Summary: The practical love we show to the poor is critical for our discipleship.
Thursday after Epiphany 2016
Joy of the Gospel
As we celebrate this day after Epiphany, we continue the readings from St. John that ornament our Christmas-Epiphany season. We also continue our review of the Pope’s long letter, the Joy of the Gospel, and we do so in this Holy Year of mercy. What a great conjunction, rather like the conjunction of stars or planets seen by the Magi.

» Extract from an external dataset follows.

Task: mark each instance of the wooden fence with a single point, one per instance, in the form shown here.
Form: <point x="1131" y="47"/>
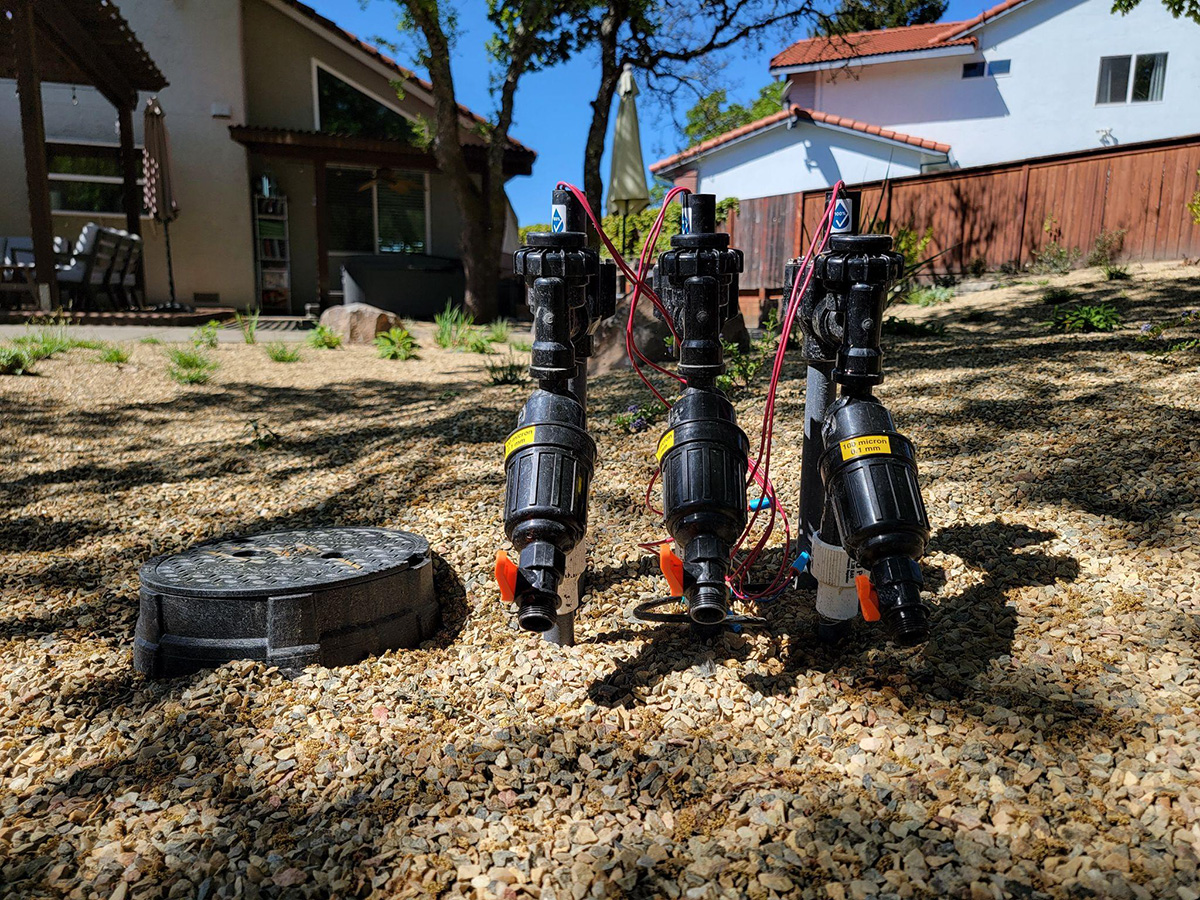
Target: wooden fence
<point x="1003" y="214"/>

The mercy of God has to be manifest in our conduct with each other. God loved us first, and He also showed us mercy first. We, then, must show love and mercy to all those we encounter. Jesus, in preaching good news to the poor, insisted on mercy and forgiveness. In His teaching of the great prayer he gave us, the only petition He commented on was “forgive us our debts as we forgive our debtors.” He wasn’t talking about a bank loan. He told us a story with a pretty stark moral: if we do not forgive those who have wronged us, the Father will not forgive us our sins either. That’s practical love of the brethren.
You may recall that before the Christmas season, the pope’s encyclical was giving practical guidance on our preferential option for the poor. He gets pretty stern in paragraph 207: ‘Any Church community, if it thinks it can comfortably go its own way without creative concern and effective cooperation in helping the poor to live with dignity and reaching out to everyone, will also risk breaking down, however much it may talk about social issues or criticize governments. It will easily drift into a spiritual worldliness camouflaged by religious practices, unproductive meetings and empty talk.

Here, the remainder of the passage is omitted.